Has the NWAM team looked at UPnP?

http://www.upnp.org/
And specific to this would be CR#6224486

Or to have a better idea of what the "competition" does,
plug in a Windows XP box to a LAN, snoop the traffic and
toggle the "automatic discovery" for the proxy setting.

You should see it broadcast looking for an http proxy.

So how does this relate to what we should do with Solaris?

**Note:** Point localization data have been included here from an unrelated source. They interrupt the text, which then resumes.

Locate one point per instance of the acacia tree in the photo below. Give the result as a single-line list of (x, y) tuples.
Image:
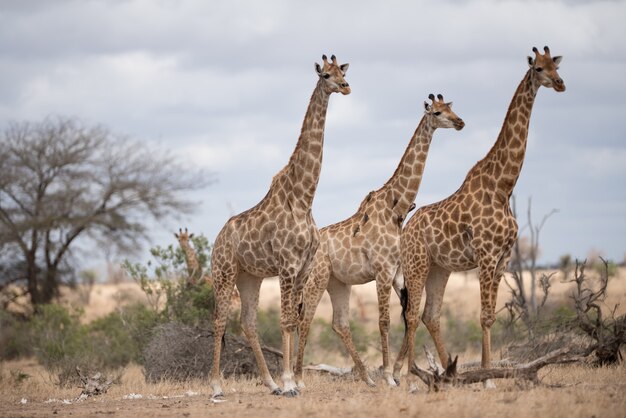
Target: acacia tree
[(61, 181)]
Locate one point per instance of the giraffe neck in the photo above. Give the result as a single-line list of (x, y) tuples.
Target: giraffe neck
[(303, 170), (193, 267), (403, 185), (504, 161)]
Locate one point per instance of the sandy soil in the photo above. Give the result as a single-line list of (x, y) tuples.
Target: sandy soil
[(583, 392)]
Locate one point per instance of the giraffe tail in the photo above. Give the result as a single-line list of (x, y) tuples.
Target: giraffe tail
[(404, 302)]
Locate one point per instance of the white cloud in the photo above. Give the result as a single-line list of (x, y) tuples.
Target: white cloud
[(227, 84)]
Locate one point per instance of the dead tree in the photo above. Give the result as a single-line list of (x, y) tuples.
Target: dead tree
[(609, 333), (522, 306), (436, 378)]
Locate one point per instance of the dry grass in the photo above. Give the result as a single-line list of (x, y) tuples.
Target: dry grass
[(586, 392)]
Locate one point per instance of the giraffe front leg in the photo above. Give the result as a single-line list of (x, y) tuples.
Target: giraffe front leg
[(383, 289), (415, 268), (489, 280), (340, 299), (222, 288), (288, 324)]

*IF* you wanted to steer away from making something
Solaris specific, I'd argue that one approach would be
to adapt programs such as web browsers to send out a
request for the http proxy on the loopback interface and
for Solaris to provide a daemon that listens for and answers
those queries with information provided to it via some
"other means".

That "other means" could be broadcasting on the network
itself, to find the answer, or reading data from a config
file or using the GNOME interface.

Another approach might be to just have applications use
UPnP directly to the LAN, without having a middleware
daemon run on Solaris.

So some pros and cons with this approach:
pro - it implements an "industry standard" protocol;
con - it's not a simple solution;
pro - the work undertaken by Sun could be contributed
     back to the open source community;
con - it requires changes to all programs that currently
     use proxies;
pro - if a daemon is developed, we increase our position
     as a worthwhile platform in the network appliance
     space;
...and so on...

In addition, we could think about adding vendor specific
type codes to DHCP for proxies (I'm surprised that there
is nothing in DHCP for this - that I can find- yet) that
are retrieved at bootup and fed into the GNOME thing or
your login shell as $http_proxy, etc.